Phipps says throughout the trial the girls were conscious that 20 minutes playing outside with the ball would earn 20 minutes of screen time.
"That's hard-wired into their brain but what I did notice was that now when I say to them "screen time is over", there's not the usual moaning and whining - they're quite ready to get up and head outdoors."
Her daughters now look forward to outdoor play; her youngest has become interested in a new sport as a result and has a much more "gung-ho" attitude to new challenges.
"At school she was given a cricket bat and ball and lately we've been playing every afternoon. What I've noticed is that she now has a willingness to get out and try things that might've once been scary for her. That's an important lesson - yes, you might sometimes fail, but you'll have fun doing it."

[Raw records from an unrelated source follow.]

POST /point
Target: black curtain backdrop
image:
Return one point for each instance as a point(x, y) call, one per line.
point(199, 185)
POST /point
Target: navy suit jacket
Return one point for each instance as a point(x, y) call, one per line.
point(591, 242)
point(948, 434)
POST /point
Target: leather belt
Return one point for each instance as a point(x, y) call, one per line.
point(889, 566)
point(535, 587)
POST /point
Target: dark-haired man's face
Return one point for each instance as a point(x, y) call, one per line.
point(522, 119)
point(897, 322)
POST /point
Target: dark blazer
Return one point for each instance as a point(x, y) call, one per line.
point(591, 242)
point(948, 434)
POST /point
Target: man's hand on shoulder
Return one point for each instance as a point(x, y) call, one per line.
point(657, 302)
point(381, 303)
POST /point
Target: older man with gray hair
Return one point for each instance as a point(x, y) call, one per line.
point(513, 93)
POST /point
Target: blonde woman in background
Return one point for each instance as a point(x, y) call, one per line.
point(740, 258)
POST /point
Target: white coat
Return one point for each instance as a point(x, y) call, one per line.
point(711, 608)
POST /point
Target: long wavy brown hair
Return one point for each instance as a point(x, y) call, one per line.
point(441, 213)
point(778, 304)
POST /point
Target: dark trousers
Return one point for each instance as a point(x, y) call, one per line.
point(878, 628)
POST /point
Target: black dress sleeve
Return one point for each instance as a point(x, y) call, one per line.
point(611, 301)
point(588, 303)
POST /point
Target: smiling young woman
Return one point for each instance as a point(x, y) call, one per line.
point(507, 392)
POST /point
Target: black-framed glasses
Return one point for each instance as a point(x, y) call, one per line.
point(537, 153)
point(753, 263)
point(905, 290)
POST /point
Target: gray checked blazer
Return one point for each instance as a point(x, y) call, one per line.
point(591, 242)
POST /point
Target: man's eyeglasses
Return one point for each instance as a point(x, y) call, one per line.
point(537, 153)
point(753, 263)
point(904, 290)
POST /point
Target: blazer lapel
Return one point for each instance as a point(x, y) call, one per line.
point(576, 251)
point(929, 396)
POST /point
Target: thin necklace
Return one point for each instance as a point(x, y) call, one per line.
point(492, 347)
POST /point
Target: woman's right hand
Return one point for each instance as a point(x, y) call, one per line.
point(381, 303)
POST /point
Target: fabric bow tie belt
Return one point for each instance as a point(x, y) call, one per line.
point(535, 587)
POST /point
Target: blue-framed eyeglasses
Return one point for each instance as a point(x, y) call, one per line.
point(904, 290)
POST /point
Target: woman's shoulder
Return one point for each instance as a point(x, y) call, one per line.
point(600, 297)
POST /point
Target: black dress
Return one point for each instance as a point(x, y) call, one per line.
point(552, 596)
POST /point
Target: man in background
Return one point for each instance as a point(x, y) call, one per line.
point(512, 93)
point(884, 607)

During the trial Phipps also noticed a difference when they went out as a family on the weekends with her husband: "The change of dynamic between all four of us was a nice surprise. We'd make a special effort to go out somewhere and try to work a little bit of physical activity into the outing rather than just doing something passive like going to a movie."
The ingenious Spark bluetooth-enabled rugby ball tracks minutes of active play time, converting active play to a screen-time allowance, sending an alert to parents when this time runs out. However the trial wasn't just about trading play time for screen time, it was about instilling new family habits that re-ignited a focus on play over screens.
The biggest positive changes reported by each of the 10 families was the children were more aware of their own screen time use (important in being able to monitor and make good choices around this for themselves). The family achieved a better balance of screen time and play time and less conflict when screen time allowance was up – suggesting the trial had positively impacted behaviour and increased kids' self-management of screen time.
Other findings:
•All families reported children were more aware of their screen time use.
•All families reached their self-selected target of what they felt to be an 'appropriate amount of screen time' over the course of the trial. By the end, all families met guidelines of no more than two hours of screen time per day.
•All families reported a better balance of screen time and playtime.